Le docteur Priebe précisait d’ailleurs dans son testament que si un tribunal invalidait ces critères, les bourses ne devaient pas être décernées.
Radiologiste à l’Hôtel-Dieu de Windsor pendant des années, le docteur Priebe avait pris sa retraite il y a plus de 20 ans. Il avait rédigé son testament en 1994, plus de 20 ans avant son décès, à l’âge de 83 ans, le 1er janvier 2015.
Il avait demandé à son exécuteur testamentaire de décerner des bourses à des étudiants masculins talentueux inscrits en sciences aux universités Western Ontario ou Windsor — et particulièrement à ceux qui auraient démontré, dans le cadre d’emplois d’été, qu’ils n’avaient pas peur de travailler de leurs mains. Les étudiants qui pratiquent des sports intercollégiaux devaient aussi être exclus.
Une bourse équivalente était aussi créée pour les étudiantes assidues, blanches et célibataires, mais surtout «pas féministes ou lesbiennes».
«Même si le docteur Priebe n’écrit pas en toutes lettres qu’il adhère à une idéologie suprématiste, homophobe ou misogyne», les provisions de son testament ne laissent aucun doute sur le caractère discriminatoire de sa décision, a statué la juge Mitchell.
C’est l’exécuteur testamentaire du médecin, le gestionnaire de patrimoine Royal Trust, qui avait demandé conseil à la Cour supérieure.

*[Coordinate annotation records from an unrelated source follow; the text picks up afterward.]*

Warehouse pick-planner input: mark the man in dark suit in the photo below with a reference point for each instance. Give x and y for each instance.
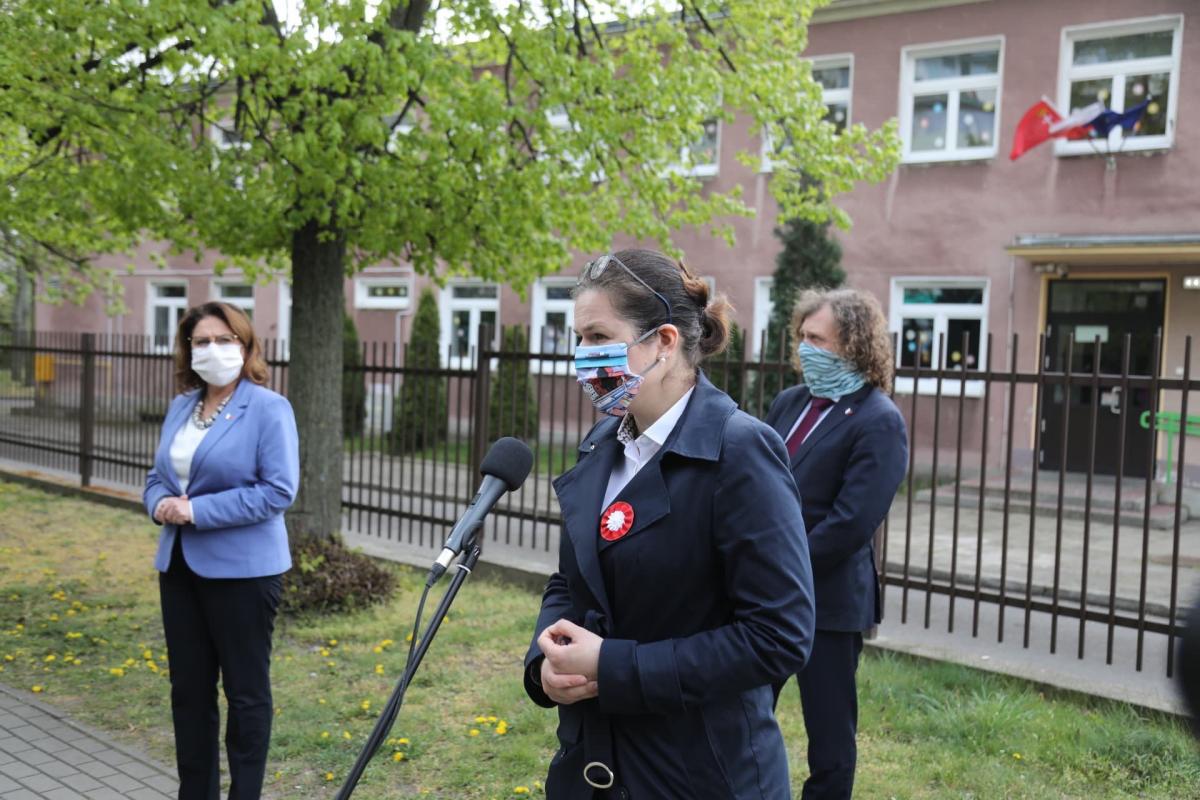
(847, 447)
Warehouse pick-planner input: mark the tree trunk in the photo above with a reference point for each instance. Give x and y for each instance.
(315, 378)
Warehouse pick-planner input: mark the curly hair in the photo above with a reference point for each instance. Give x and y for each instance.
(862, 330)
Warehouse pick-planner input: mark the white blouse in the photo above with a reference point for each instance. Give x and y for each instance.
(183, 449)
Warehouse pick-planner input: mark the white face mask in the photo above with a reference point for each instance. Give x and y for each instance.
(217, 365)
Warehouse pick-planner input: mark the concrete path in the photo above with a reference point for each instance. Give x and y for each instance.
(45, 756)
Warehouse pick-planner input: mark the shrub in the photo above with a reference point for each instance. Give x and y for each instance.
(513, 408)
(327, 576)
(421, 416)
(725, 370)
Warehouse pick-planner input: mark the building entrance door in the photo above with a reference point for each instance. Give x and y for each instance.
(1108, 310)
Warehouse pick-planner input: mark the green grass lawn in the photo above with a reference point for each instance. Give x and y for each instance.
(79, 625)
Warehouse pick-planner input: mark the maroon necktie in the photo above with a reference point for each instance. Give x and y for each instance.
(816, 408)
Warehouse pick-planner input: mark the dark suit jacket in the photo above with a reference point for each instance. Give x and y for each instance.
(847, 473)
(703, 605)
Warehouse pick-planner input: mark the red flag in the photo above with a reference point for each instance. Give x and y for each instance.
(1035, 127)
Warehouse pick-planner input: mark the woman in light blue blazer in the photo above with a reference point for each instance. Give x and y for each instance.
(226, 469)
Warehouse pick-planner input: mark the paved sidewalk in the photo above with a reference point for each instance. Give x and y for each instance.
(43, 755)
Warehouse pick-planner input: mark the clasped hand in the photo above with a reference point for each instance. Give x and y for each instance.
(173, 510)
(569, 672)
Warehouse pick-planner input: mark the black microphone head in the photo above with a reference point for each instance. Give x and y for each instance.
(509, 459)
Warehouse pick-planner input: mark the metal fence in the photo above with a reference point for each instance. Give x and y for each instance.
(1030, 493)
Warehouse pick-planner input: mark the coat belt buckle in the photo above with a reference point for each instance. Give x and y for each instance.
(599, 782)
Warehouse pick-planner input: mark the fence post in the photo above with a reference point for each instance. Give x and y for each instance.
(87, 407)
(483, 402)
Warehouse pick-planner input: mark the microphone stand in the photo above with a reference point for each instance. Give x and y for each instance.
(391, 710)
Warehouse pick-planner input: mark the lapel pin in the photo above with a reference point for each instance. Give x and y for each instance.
(616, 521)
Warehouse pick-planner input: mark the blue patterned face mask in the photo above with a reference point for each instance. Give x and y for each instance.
(603, 370)
(828, 374)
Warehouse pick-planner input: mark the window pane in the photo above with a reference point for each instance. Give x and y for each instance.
(1120, 48)
(917, 343)
(487, 318)
(705, 151)
(475, 293)
(955, 359)
(837, 115)
(957, 66)
(1085, 92)
(929, 122)
(460, 334)
(832, 77)
(389, 292)
(1153, 88)
(977, 118)
(943, 295)
(553, 334)
(239, 292)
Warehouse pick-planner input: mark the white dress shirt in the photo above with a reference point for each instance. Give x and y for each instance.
(804, 414)
(183, 449)
(641, 450)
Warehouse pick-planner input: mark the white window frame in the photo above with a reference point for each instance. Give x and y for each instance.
(179, 305)
(827, 96)
(952, 88)
(763, 306)
(364, 283)
(701, 170)
(283, 322)
(240, 302)
(449, 304)
(941, 314)
(1119, 71)
(539, 307)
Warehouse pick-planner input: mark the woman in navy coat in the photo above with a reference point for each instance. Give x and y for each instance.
(684, 587)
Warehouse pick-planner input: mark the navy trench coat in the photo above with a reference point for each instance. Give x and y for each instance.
(702, 605)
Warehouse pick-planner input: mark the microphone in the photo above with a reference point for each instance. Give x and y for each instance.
(504, 469)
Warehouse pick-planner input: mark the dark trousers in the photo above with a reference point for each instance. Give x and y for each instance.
(219, 626)
(829, 696)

Le ministère du Procureur général de l’Ontario, par le biais du Bureau du Tuteur et curateur public, avait demandé à la cour d’invalider ces dispositions testamentaires.
Des testaments de ce genre sont rares parce qu’habituellement, des professionnels du testament vont convaincre leurs clients de ne pas inclure de telles clauses, explique le professeur de droit David Freedman, de l’Université Queen’s. Les tribunaux sont rarement appelés à intervenir, a-t-il dit, sauf dans le cas de fiducies caritatives, parce que l’exécuteur est alors supervisé par la cour.
Dans un cas récent, un juge a invalidé l’an dernier le testament d’un Noir qui avait déshérité sa fille parce qu’elle avait eu un enfant avec un Blanc. La décision a été depuis portée en appel.